The SFS dean’s office released the information of the students, who were all seniors in the SFS, via an email attachment sent to 26 recipients. Dean Mitch Kaneda informed the students whose information was disclosed by email Tuesday afternoon. According to Rachel Pugh, director of media relations, those 26 students who received the data were asked to destroy it. All 26 have confirmed doing so with the dean’s office as of Thursday.
“We take the security of student information very seriously, and we deeply regret this error,” Dean of the SFS Carol Lancaster said. “We are reviewing the incident and are taking steps to prevent similar incidents from occurring in the future. This shouldn’t have happened, and we apologize for it.”
Personal data, including students’ names, Net IDs and academic information, such as GPA and major, were inadvertently shared. More sensitive facts, such as the students’ Social Security numbers, were not disclosed.
“I was pretty upset because I feel like personal data of that nature shouldn’t be in a file that could easily be sent around,” said Emily Bertsche (SFS ’12), whose information was included in the data accidentally released.
“I wish I knew more information about what happened,” said Doug Wolff (SFS ’12), a senior whose GPA was included in the information.
The school sent out a clarifying response to those requesting more information about the error.

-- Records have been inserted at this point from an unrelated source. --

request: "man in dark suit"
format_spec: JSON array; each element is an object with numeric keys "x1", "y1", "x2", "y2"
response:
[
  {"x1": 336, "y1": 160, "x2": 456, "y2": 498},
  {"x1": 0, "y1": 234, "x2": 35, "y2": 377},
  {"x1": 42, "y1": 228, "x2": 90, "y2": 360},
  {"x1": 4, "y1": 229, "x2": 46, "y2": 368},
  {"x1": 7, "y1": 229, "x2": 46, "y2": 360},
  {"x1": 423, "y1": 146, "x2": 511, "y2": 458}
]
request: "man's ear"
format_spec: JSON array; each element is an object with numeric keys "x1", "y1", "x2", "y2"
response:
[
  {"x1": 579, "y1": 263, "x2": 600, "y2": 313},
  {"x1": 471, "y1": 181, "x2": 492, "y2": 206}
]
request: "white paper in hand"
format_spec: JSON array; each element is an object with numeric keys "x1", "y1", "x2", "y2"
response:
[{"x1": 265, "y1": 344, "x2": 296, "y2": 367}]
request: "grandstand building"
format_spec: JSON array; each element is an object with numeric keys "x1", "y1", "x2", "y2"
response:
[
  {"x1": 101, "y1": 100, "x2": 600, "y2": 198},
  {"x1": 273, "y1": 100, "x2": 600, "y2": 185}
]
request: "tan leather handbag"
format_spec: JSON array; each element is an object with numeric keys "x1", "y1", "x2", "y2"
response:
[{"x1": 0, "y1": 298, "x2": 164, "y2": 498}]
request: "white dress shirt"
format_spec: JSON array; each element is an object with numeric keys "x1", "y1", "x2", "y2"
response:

Lucas Stratmann (SFS ’12), chair of the SFS Academic Council, said he hopes that the dean’s office will release the context of the incident.
“[An explanation] should be sent out to everyone so that there’s no uncertainty [about] what happened,” he said.
Some students, like Bertsche, feared that other personal data of hers could be contained in similar documents that could be similarly disclosed. She suggested that the SFS outline policies regarding the control and distribution of such information.
“It sounds like it was just carelessness … which could easily happen again. It’s hard not to let this affect my perception of the dean’s office,” she said.